Another limitation was that we could not obtain any information about strategy used by the participants. We did not encourage any particular strategy and only instructed participants to raise the FB bar as much as they could through trial and error. Therefore, we cannot completely exclude the possibility that participants covertly used a specific strategy that included motor imagery. Because cognitive load for NFB tasks should affect the NIRS signal,, participants might have overtly or covertly controlled their respiration or muscle contraction during the task to raise the FB bar level. However, we propose that these factors are unlikely to have influenced the neurofeedback effect in this study because we regressed out potential physiological artifacts using the primary component of the short-distance channel data. The lack of a difference in self-assessed concentration between sessions and in the amount of lower-limb movement (EMG activity) also suggests that the attentional load and any muscle contractions were similar between the conditions. As for the specific strategy for NFB in this study, we did not ask participants if they had used a motor imagery strategy because we were concerned that such a question after the first task would lead them to use that strategy in the second session. However, a more precise assessment of strategies would be helpful for understanding interindividual variability and developing the most effective strategy for NIRS-NFB.
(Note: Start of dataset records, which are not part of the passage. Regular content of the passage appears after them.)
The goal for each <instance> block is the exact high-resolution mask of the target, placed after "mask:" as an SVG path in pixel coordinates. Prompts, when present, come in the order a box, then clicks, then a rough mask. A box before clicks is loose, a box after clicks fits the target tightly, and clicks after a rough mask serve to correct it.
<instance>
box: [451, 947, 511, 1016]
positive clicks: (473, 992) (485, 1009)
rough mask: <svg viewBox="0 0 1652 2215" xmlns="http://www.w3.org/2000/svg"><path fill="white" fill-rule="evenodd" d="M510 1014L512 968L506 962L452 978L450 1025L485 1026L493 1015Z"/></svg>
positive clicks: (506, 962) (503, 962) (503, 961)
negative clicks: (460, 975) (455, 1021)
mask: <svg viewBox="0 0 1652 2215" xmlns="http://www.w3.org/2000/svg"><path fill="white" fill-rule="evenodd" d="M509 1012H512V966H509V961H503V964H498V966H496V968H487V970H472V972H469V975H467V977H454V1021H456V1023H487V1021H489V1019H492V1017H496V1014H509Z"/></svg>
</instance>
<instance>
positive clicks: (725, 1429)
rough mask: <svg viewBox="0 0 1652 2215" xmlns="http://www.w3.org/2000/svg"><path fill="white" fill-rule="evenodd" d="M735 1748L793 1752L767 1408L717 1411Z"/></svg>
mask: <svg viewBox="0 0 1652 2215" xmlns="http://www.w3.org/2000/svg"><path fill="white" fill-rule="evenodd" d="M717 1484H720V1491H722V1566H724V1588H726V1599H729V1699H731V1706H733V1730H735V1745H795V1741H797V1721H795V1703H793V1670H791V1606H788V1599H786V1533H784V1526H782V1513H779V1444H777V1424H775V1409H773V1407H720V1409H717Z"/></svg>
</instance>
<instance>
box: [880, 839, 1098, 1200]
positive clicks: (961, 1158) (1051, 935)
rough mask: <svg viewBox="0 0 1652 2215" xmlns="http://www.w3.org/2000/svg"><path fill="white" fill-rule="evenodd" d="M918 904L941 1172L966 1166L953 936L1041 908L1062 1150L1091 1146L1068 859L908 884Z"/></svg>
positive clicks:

Finally, although we assumed that FB signals in the sham FB condition contained no useful information for neuromodulative facilitation, the FB signal itself might have acted as a reward, thereby affecting cortical activation and behavioral function even in the sham condition. However, we believe this is unlikely because the average FB value in the real condition was significantly lower than that in the sham condition.

Conclusion

This study confirmed that NIRS-NFB can facilitate focal cortical activity without any concurrent task and suggests that NIRS-NFB can be used as a neuromodulatory tool. The significant interaction between the neurofeedback condition and the assessment period for the balance measures implies a functional correlation between the SMA and postural control. Thus, the SMA could be a possible therapeutic target for augmenting balance recovery via neuromodulatory facilitation. Further studies involving neurological patients are warranted.